Robert Heinlein once wrote that there was no such thing as a free lunch. There’s also no such thing as a free mobile app – they all come at a cost. With the latter, that cost is your privacy. Here’s ComputerWorldWeekly on the a new study that claims free mobile apps are a threat to privacy:
Free mobile applications are 401% more likely to track user location and 314% more likely to access user address books than paid-for apps, according to research from Juniper Networks. Many apps analysed had permission to access the internet, which could provide a means for exposed data to be transmitted from the device.

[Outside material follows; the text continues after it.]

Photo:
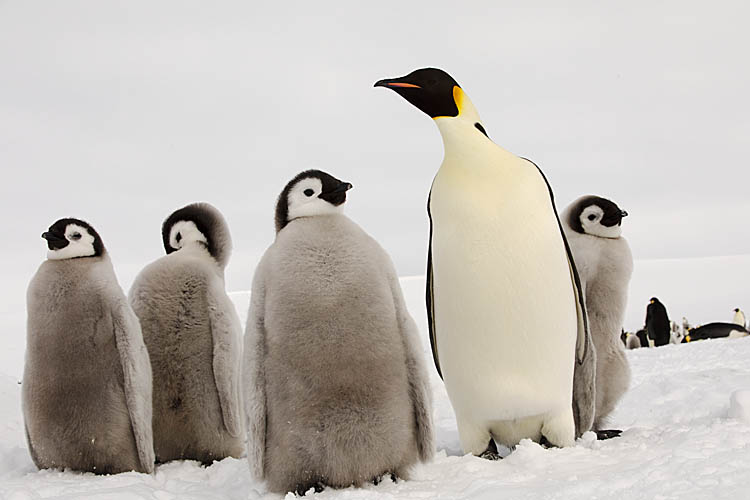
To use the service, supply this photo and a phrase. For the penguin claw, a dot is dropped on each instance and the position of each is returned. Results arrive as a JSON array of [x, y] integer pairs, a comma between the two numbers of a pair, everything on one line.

Analysis of 1.7 million apps on the Android market by Juniper’s Mobile Threat Center also found that many apps solicit personal information or perform functions not required for the apps to work. For example, the study found that 94% of free gambling apps that have permission to make outbound calls do not describe why the app would justifiably use this capability.
Similarly, 83.88% of free gambling apps have permission to use the camera and 84.51% have permission to send SMS messages…
…it seems there is no such thing as a free lunch in mobile. If people choose to use free applications, they will likely need to provide information in exchange. Often, the value provided by the app is well worth the information given up by a user; however, many do not realise that this tracking is happening and may not be making informed choices. Communicating why information is needed in a concise and easy-to-understand manner could help people become more comfortable with sharing.